Getting to know you: Georgie Bullen

What do you currently do?
I am the director of a unique Team Building and Visual Impairment Awareness training events company, Team Insight. We use the Paralympic blind team sport of Goalball, as well as other blindfolded activities, to encourage people to work together out of their comfort zones. It is an exciting and unforgettable experience, delivered by Paralympians, that strengthens working relationships, develops communication skills, improves team work and creates a sense of trust amongst colleagues. By having our participants blindfolded, they experience what it is like to be visually impaired and gain a great understanding of how that effects people’s lives.

What is your inspiration in the business?
I have two inspirations that drive me in running Team Insight; firstly, I am hugely passionate about Goalball, I have trained and competed as a GB athlete in the sport for nearly 6 years, including competing at the London 2012 Paralympics, so have experienced first hand all that it has to offer. I look for any and every opportunity to share my passion and raise the profile of a sport that has given me so much. Secondly, I want to change perceptions of what it means to be visually impaired. Since the age of 5 I have suffered from a visual impairment and have experienced the lack of awareness from the general public, its assumed that you’re either completely blind or fully sighted, and if you are blind, you are expected to look a certain way.
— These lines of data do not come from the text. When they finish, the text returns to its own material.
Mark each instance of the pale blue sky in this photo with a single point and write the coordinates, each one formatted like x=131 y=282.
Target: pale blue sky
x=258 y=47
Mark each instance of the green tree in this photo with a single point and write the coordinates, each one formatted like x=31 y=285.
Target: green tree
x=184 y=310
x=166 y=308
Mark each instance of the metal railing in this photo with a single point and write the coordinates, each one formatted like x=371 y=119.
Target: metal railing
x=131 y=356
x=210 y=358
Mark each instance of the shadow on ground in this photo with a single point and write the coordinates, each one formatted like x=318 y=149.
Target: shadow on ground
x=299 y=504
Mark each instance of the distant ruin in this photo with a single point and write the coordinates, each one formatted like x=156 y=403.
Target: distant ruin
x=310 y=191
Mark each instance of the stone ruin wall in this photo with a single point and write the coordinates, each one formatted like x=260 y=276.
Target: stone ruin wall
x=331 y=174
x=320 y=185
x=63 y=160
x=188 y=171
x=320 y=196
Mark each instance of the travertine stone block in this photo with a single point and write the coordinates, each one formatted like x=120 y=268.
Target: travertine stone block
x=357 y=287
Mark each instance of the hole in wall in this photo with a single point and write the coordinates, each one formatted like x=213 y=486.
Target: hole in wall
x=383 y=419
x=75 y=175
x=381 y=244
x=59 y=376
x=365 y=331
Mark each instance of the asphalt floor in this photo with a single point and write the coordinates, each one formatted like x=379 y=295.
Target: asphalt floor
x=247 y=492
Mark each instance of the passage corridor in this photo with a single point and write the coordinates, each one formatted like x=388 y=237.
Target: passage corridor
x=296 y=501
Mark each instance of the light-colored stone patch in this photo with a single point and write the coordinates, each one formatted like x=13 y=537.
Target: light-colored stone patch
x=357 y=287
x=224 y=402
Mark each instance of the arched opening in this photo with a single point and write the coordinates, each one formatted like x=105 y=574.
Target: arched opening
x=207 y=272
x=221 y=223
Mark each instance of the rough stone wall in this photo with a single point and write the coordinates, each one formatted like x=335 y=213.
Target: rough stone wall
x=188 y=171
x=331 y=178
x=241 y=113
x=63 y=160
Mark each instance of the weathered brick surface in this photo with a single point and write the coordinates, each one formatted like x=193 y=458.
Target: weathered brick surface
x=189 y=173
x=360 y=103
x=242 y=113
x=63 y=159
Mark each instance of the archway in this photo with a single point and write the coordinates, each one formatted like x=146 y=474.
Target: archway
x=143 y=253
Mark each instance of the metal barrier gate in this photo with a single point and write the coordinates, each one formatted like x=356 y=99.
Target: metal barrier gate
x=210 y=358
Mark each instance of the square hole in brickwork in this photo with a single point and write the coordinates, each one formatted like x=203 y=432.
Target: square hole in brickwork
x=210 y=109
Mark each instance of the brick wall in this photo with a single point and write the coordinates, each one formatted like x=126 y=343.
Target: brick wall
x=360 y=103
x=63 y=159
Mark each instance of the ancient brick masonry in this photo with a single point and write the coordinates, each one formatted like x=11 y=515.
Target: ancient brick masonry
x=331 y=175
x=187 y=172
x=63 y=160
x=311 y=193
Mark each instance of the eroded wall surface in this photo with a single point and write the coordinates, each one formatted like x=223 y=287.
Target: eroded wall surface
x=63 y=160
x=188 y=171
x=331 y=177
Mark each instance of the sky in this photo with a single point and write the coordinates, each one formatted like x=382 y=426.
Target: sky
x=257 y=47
I am determined to educate employers to help change the fact that two-thirds of VI’s are unemployed.

Who do you admire?
Sounds cheesy to say it, but I really admire my mother, in 1999 she took over a very small house-sitting company, Minders Keepers, and in the space of one year quadrupled its turnover. Now it is one of the countries leading house-sitting organisations. She been hugely successful, all whilst raising four children and going through one of them loosing their sight.

Looking back are there things you would have done differently?
Launching my own business has been a huge learning curve, I’d never done anything like this before, but looking back, I wouldn’t really change anything. This is probably because I’ve sought support and advice from anyone and everyone willing to give it, including from organisations like the Prince’s Trust, meaning that any gaps in my knowledge or experience have been filled through the support of others.

What defines your way of doing business?
My way of doing business is the same as the way in which I train and compete as an athlete, we work and work until we are the best, always moving forwards, never standing still, ensuring we can give the ultimate team building and visual impairment awareness training experience.

What advice would you give to someone just starting out?
I would encourage anyone starting out to take advantage of the people they have around them.

You can always make a great idea better and that only comes from bouncing ideas around with others. Also, getting holes poked through your idea is how you strengthen it and it’s far better to find small issues early, when you can easily solve them, then to leave it and later find you have huge problems.